Mais le secteur se heurte aussi à des fragilités récurrentes : l’instabilité des financements, la difficulté à installer des dynamiques sur plusieurs années, la nécessité d’une ingénierie spécifique du montage de projet, la concurrence accrue entre les dossiers de candidature, ou encore la difficulté à articuler attentes artistiques et logiques de soin.

Plusieurs mesures seraient susceptibles d’accroître l’impact de ces dispositifs : encouragement à la pluriannualité des financements, mutualisation des ressources documentaires et de formation, implication accrue des instances hospitalières dans la stratégie culturelle, mais aussi reconnaissance formalisée des compétences d’intermédiation (chargé·e de projet art et santé).

Pour aller plus loin : ressources et réseaux de référence

  • Association Arts & Santé La Manufacture : veille nationale, documentation, formation (artsetsante.org).
  • Fondation de France : études de cas, appels à projets, publications (fondationdefrance.org).
  • Ministères de la Culture et de la Santé : conventions, référentiels sur culture.gouv.fr et solidarites-sante.gouv.fr.
  • Publication « L’art à l’hôpital : le pari de la rencontre » : synthèse des dynamiques (édition la Manufacture/Arts & Santé, 2017).

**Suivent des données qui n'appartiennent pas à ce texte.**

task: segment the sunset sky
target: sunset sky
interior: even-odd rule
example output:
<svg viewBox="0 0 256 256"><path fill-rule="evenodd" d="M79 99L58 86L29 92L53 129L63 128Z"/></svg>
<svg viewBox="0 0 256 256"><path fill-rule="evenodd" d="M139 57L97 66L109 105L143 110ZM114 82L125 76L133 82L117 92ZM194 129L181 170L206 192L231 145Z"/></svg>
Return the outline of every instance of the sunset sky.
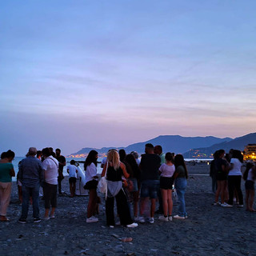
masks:
<svg viewBox="0 0 256 256"><path fill-rule="evenodd" d="M2 1L0 151L256 131L256 2Z"/></svg>

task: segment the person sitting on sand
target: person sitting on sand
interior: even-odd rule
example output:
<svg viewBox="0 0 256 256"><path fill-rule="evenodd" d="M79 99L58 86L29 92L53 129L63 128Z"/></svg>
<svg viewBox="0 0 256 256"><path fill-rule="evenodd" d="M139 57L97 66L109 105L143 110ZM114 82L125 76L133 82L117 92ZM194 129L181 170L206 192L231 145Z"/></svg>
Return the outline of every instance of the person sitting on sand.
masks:
<svg viewBox="0 0 256 256"><path fill-rule="evenodd" d="M222 207L230 207L225 202L227 199L227 172L229 169L228 162L223 159L225 155L224 150L219 150L214 161L216 168L217 190L215 194L214 206L221 205ZM218 202L218 197L221 194L221 203Z"/></svg>
<svg viewBox="0 0 256 256"><path fill-rule="evenodd" d="M6 217L11 193L11 178L15 176L11 163L15 156L14 152L8 150L1 154L0 160L0 221L9 222Z"/></svg>
<svg viewBox="0 0 256 256"><path fill-rule="evenodd" d="M74 198L75 194L75 183L77 182L78 167L74 165L74 160L70 161L70 164L67 166L66 171L69 174L69 183L70 190L70 198Z"/></svg>
<svg viewBox="0 0 256 256"><path fill-rule="evenodd" d="M42 163L42 170L44 170L44 184L43 194L45 198L45 215L44 219L55 218L54 212L57 206L57 186L58 176L58 162L50 153L49 148L44 148L42 150L42 155L45 158ZM50 208L51 211L49 216Z"/></svg>
<svg viewBox="0 0 256 256"><path fill-rule="evenodd" d="M136 227L137 223L133 223L127 203L127 198L122 189L122 176L129 178L126 166L120 162L119 154L117 150L112 150L107 154L107 162L102 170L102 177L106 172L107 198L106 199L106 225L114 227L114 198L117 202L117 210L119 214L121 225L126 227Z"/></svg>
<svg viewBox="0 0 256 256"><path fill-rule="evenodd" d="M185 161L182 154L177 154L175 156L174 164L175 173L174 174L174 179L179 205L178 215L174 216L174 218L184 219L185 218L187 218L184 195L187 184L186 180L188 178L188 174Z"/></svg>
<svg viewBox="0 0 256 256"><path fill-rule="evenodd" d="M94 216L96 210L98 198L97 159L98 152L95 150L90 150L84 165L84 170L86 171L86 185L84 186L84 189L89 190L90 191L89 202L87 206L87 223L98 222L98 218Z"/></svg>
<svg viewBox="0 0 256 256"><path fill-rule="evenodd" d="M175 172L173 154L170 152L165 155L166 163L162 163L159 168L160 189L162 198L163 216L159 217L160 221L172 221L173 198L172 187L174 184L173 175Z"/></svg>
<svg viewBox="0 0 256 256"><path fill-rule="evenodd" d="M256 166L251 162L246 164L246 171L243 174L243 179L246 181L246 210L251 212L256 212L254 209L254 182L256 178Z"/></svg>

Ce panorama, volontairement centré sur les dispositifs structurants, laisse aussi toute la place à l’inventivité et à l’engagement quotidien des équipes qui portent les projets sur le terrain. Chaque établissement peut, selon ses ressources, ses partenaires et ses spécificités humaines, imaginer sa propre trajectoire pour faire de la culture un élément vivant de l’hospitalité et du soin.